Some days later the king’s troops came to the village to conscript young men into the army to fight in a distant war. Because of his broken leg, the boy was not called into service. The father counseled him once again: “Do not give vent, my son, neither to joy nor to sorrow, for what appears to be a blessing may end up as a curse.” Sure enough, when the war ended and the soldiers came home, each one was awarded his own piece of land – all but the boy who had not performed his military service. And so he was sent to work in the city as a common laborer.

As you might imagine, this story has no conclusion. It simply goes on and on, in an unending series of reversals. Good fortune is unmasked as bad, and disappointments are transformed into celebration.

The story is a lesson in equanimity; it encourages detachment from all the ups and downs of life, for no one can predict the ultimate outcome of any event. Best to meet all that happens with serenity, knowing that all joys and sorrows are transient.

Our Torah portion for this week makes a fitting companion to this story, for it, too, is a tale of continuous reversals, centering on a young hero whose fate seems an unending series of ups and downs. The last few chapters of Genesis tell the story of Joseph – his journey from favorite son to despised brother, from his pampered childhood to the darkness of the pit; from captivity and slavery to master of Potiphar’s house; from prison to the pinnacle of power in the court of Pharaoh.

For Joseph, as for the hero of our Chinese story, good fortune rolls over into bad and then back again, mimicking the unpredictable nature of our own lives. But there’s one crucial difference in the outlook of the Biblical story. For Joseph, the reversals in his life are not mere accidents of fortune. “Do not grieve,” he says to his brothers in the climactic scene of this week’s portion. “Do not feel guilty that you sold me into Egypt. For it was to save life that God sent me here, so that I might be a source of sustenance to my brothers in time of famine” [Gen.45:5].

For the Torah, life is not a meaningless string of ups and downs. There is a shaping hand behind the scenes; there is purpose and coherence to the seemingly arbitrary events we experience. Though we may not be able to discern it, God’s master plan determines the pattern of our lives. All things – all joys and sorrows – unfold according to that grand design.

Joseph cannot know that his own story, which reaches its happy ending in this week’s portion, will roll on into the book of Exodus, resulting in 400 years of slavery for his descendants, followed by the joy of liberation, then wandering in the wilderness – 40 years of struggle followed by triumphant entry into the promised land, and on and on from there.

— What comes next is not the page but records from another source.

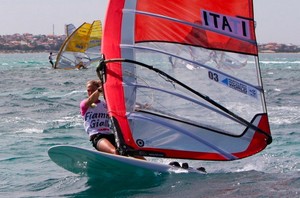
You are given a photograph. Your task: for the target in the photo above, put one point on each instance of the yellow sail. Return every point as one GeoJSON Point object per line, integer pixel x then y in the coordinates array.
{"type": "Point", "coordinates": [81, 48]}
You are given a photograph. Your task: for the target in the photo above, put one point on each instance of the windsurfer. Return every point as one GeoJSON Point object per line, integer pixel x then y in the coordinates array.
{"type": "Point", "coordinates": [80, 65]}
{"type": "Point", "coordinates": [51, 60]}
{"type": "Point", "coordinates": [95, 116]}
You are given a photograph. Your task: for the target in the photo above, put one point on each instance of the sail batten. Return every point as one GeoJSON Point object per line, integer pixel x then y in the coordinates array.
{"type": "Point", "coordinates": [181, 83]}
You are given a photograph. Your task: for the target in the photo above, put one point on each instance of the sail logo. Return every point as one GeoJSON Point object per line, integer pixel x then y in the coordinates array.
{"type": "Point", "coordinates": [232, 26]}
{"type": "Point", "coordinates": [240, 87]}
{"type": "Point", "coordinates": [233, 84]}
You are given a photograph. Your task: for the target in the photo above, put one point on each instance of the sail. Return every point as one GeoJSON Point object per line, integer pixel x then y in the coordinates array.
{"type": "Point", "coordinates": [69, 29]}
{"type": "Point", "coordinates": [82, 47]}
{"type": "Point", "coordinates": [182, 79]}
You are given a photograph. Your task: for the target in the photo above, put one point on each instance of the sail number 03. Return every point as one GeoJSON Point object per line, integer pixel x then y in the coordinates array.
{"type": "Point", "coordinates": [213, 76]}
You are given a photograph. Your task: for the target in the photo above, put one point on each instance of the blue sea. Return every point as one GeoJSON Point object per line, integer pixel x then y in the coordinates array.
{"type": "Point", "coordinates": [40, 108]}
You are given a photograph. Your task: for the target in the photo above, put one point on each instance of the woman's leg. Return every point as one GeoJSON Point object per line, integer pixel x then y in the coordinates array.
{"type": "Point", "coordinates": [105, 146]}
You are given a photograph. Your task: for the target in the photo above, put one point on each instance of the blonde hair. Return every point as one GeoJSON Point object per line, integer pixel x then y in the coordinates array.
{"type": "Point", "coordinates": [96, 83]}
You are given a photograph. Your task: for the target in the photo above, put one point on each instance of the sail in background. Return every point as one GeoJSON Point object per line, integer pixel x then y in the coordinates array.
{"type": "Point", "coordinates": [69, 29]}
{"type": "Point", "coordinates": [205, 59]}
{"type": "Point", "coordinates": [82, 47]}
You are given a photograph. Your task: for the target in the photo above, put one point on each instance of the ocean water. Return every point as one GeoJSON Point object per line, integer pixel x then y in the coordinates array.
{"type": "Point", "coordinates": [39, 109]}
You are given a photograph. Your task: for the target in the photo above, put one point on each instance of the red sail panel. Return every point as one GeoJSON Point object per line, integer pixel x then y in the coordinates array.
{"type": "Point", "coordinates": [225, 26]}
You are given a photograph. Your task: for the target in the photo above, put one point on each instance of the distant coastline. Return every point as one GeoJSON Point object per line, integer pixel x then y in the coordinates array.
{"type": "Point", "coordinates": [29, 43]}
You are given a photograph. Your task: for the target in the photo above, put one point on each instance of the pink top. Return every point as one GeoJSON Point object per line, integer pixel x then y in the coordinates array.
{"type": "Point", "coordinates": [95, 118]}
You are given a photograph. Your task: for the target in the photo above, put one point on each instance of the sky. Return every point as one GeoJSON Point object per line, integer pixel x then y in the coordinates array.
{"type": "Point", "coordinates": [277, 20]}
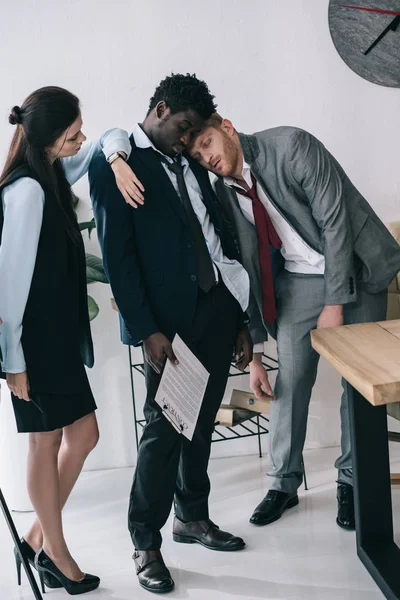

So also, we ourselves never live to see the full span of our own stories. Our perspective is limited to the tiny segment we experience between birth and death. Events that we know as blessings may turn out to be curses; curses may unfold, some day, into unexpected blessings.

But serenity and indifference in the face of life’s vicissitudes is not the lesson of Torah. Torah is not about detachment; it is about caring passionately, and striving to make life better. What, then, can we learn from the remarkable story of Joseph? Lessons that are not easy to accept in our time: our vision is limited; our perceptions, imperfect; and there may be, despite all evidence to the contrary, purpose and meaning to this random adventure we call life.

Can it be true? Does a guiding hand shape the flow of history, and do our own small stories fit into that grand design? In the winter of our discontent, in these darkest days of the year, we are given the story of Joseph: a story that teaches us to trust that ultimately, it all makes sense.